A very well-controlled Chinese clinical trial by Lei Zhang et al. (with an author from the Pennington Biomedical Research center at Louisiana State University) was published in March 2019. One of the Chinese authors, Li Shen, had been researching resistant starch at the Pennington Biomedical Research Center at Louisiana State University since 2007 and had gained valuable experience in running these types of trials. This Chinese government-funded study fed normal body weight adults resistant corn starch for four weeks and reported reductions in body fat, low-density lipoprotein cholesterol (LDL-C), and blood urea nitrogen levels and increased early-phase insulin release (improved glycemic control).
They also reported increased GLP-1 secretion, an important satiety hormone that is notoriously difficult to measure as it is quickly degraded within the body. This study may have been successful in measuring increases in this satiety hormone because they carefully controlled the participants: all of their food was provided for the four weeks to ensure nutrient and caloric intake, and measurements were collected via the gold standard methods (hyperinsulinaemic-euglycaemic clamp method for insulin sensitivity and magnetic resonance imaging for body fat). They also reported prebiotic shifts in the intestinal microbiome.

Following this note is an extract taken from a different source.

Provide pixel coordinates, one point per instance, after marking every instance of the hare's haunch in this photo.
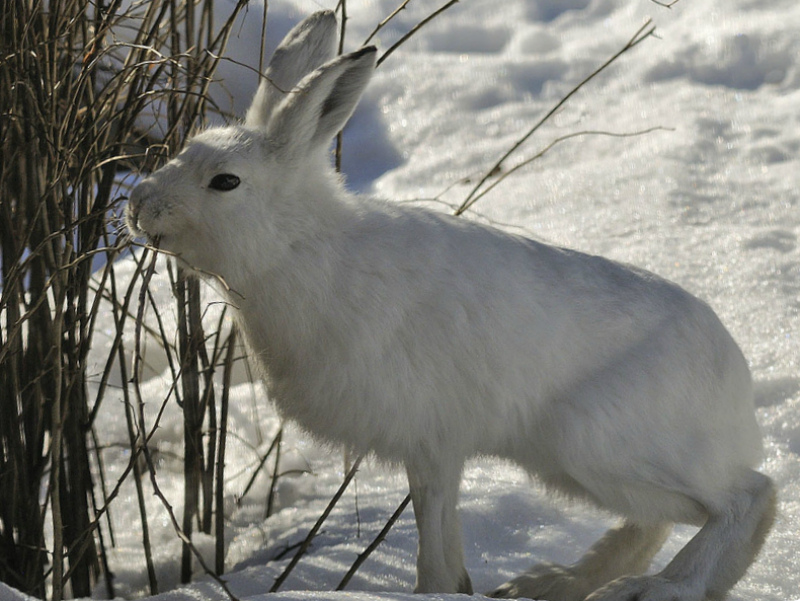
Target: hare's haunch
(427, 340)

There is a growing consensus that resistant starch has benefits in kidney health. An excellent review paper describing the intestinal-kidney axis was published in 2019. In addition, a new review paper by Matthew Snelson at Monash University in Australia summarized the resistant starch evidence in January of 2019, and presented new results at a Nephrology conference in 2018 ("Dietary resistant starch protects against diabetic nephropathy by inhibition of complement." In summary, clinical studies have recently been published showing that gut-derived toxins such as p-cresol, p-cresyl sulfate, and indoxyl sulfate are reduced in individuals with chronic kidney disease who consume resistant starch. The intestinal fermentation of resistant starch helps dispose of the nitrogen compounds that would otherwise be metabolized and absorbed into the blood. These compounds can build up to toxic levels in individuals with impaired kidney function. Resistant starch consumption is an effective alternative to dispose of these nitrogen-rich dietary components. Two recent studies were published by Iranian researchers (available here and here). One additional 2019 study on this topic was published by Chinese researchers. Finally, a Brazilian paper was also published with hemodialysis patients in 2018.
Animal studies are exploring additional benefits and a wider array of metabolic benefits. For instance, Huang et al. from the University of Woolongong in New South Wales, Australia, and Xuzhou Medical University in Jiangsu, China demonstrated in August of 2018 that fermentable fibers can improve cognition and brain function. They fed galactooligosaccharides and resistant starch to rats and showed that the fermentable fibers prevented alterations in neurotransmitter receptor densities in brain regions associated with cognition and appetite. Rats fed a high fat diet caused certain alterations in these brain regions, but the fermentable fibers prevented those alterations and could have beneficial effects on improved learning and memory, as well as reducing excessive appetite. Thus, this research supported the gut-brain axis and confirmed that intestinal fermentation can impact cognition.